Dad was concerned. He really didn’t want Sara hanging out with Veronica. Veronica’s family didn’t have very good change management processes and it was common knowledge around town that they weren’t necessarily up to date on their patch management. “I would be happier if she came over here.”

“Oh God, not this again.”

“Well, Sara, you tell me. If I try to RDP to Veronica’s family’s domain controller, am I going to get blocked, or am I going to get a login screen?”

“Dad, they have a really secure password on it!”

“That’s not my point, Sara. You know as well as I do that I shouldn’t even be able to reach that server, let alone via RDP. Now am I able to reach that server or not?”

“Fine. You win. I’ll just rot away here.”

“Sara, that’s not a win for me. I just want you to be safe, that’s all. Even if you left your cell phone home, your shoes are still exposed. As are your pants, your shirt, those earrings, am I right?”

Sara rolled her eyes with the wild, limbic-system fueled thinking so prevalent amongst the 13 year old set.

Dad tried to persuade. “And what happens to the rest of your clothes if the ones you’re wearing now are compromised?”

“Dad! That happened ONE TIME when I was eleven! Why do you have to keep bringing it up?”

“Well, you seem to be on track to have it happen again, when you’re 13. I’d rather not have to deal with another breach.”

“What. Ever.” Sara exhaled hard, but then had an idea. “What if I put all my clothes on airplane mode, will that be OK?”

Dad considered. That was reasonable. “OK. You put them all on airplane mode and you can go to Veronica’s. Get mom to take you, though.”
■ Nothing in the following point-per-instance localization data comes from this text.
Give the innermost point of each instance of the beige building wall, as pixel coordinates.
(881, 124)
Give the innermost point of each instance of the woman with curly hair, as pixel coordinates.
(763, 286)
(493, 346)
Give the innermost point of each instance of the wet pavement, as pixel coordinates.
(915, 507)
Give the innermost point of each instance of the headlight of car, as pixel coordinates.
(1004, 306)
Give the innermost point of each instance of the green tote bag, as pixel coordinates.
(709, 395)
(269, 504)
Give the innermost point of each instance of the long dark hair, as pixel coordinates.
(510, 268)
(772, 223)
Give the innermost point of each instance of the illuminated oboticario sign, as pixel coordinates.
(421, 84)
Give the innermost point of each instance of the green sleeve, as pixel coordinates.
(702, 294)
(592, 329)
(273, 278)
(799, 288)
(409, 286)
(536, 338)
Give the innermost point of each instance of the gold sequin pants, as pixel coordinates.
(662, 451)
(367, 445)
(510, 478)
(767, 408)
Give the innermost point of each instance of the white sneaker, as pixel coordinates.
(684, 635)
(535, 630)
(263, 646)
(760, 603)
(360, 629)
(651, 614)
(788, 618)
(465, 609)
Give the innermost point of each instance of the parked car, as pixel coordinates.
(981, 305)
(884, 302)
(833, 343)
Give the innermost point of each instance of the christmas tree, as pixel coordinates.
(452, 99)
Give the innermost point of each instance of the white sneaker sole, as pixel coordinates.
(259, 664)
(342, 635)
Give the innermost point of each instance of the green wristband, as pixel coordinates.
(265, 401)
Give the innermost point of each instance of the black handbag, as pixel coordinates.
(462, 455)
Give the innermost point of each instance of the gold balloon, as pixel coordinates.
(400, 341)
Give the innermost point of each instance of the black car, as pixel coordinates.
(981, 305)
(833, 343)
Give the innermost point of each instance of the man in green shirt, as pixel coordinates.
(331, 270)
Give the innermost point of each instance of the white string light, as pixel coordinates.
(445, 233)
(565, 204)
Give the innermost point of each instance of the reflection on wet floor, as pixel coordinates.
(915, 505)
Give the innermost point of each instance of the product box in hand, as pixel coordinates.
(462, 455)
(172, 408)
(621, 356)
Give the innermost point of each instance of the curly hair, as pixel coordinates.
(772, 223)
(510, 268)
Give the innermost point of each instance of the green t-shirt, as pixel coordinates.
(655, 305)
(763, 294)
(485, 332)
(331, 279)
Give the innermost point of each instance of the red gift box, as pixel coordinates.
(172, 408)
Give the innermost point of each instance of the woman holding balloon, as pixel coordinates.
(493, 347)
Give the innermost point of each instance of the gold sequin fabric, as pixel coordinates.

“She can’t dad. She’s on a sev one TAC call with the refrigerator vendor. There was a problem with our proxy and now the licensing on the fridge is all messed up.”

“OK, let me just wrap up this IPS signature modification and I’ll take you, just as soon as I get it into production.”

Dad was ready to get out and drive around for a while, anyway. Drive wasn’t really the right word, since the car did it all itself, but it was best to have a parent go with a kid, just in case. Gary Rasmussen’s daughter knew how to hack past parental controls on cars and could go pretty much anywhere unsupervised. Then there was that fight that Linda Hartford’s son got into where he and that other kid, Jerry something or other, kept hacking the speed governors on each other’s cars so they’d barely crawl. Having a parent ride along tended to keep those kinds of teenage shenanigans from happening.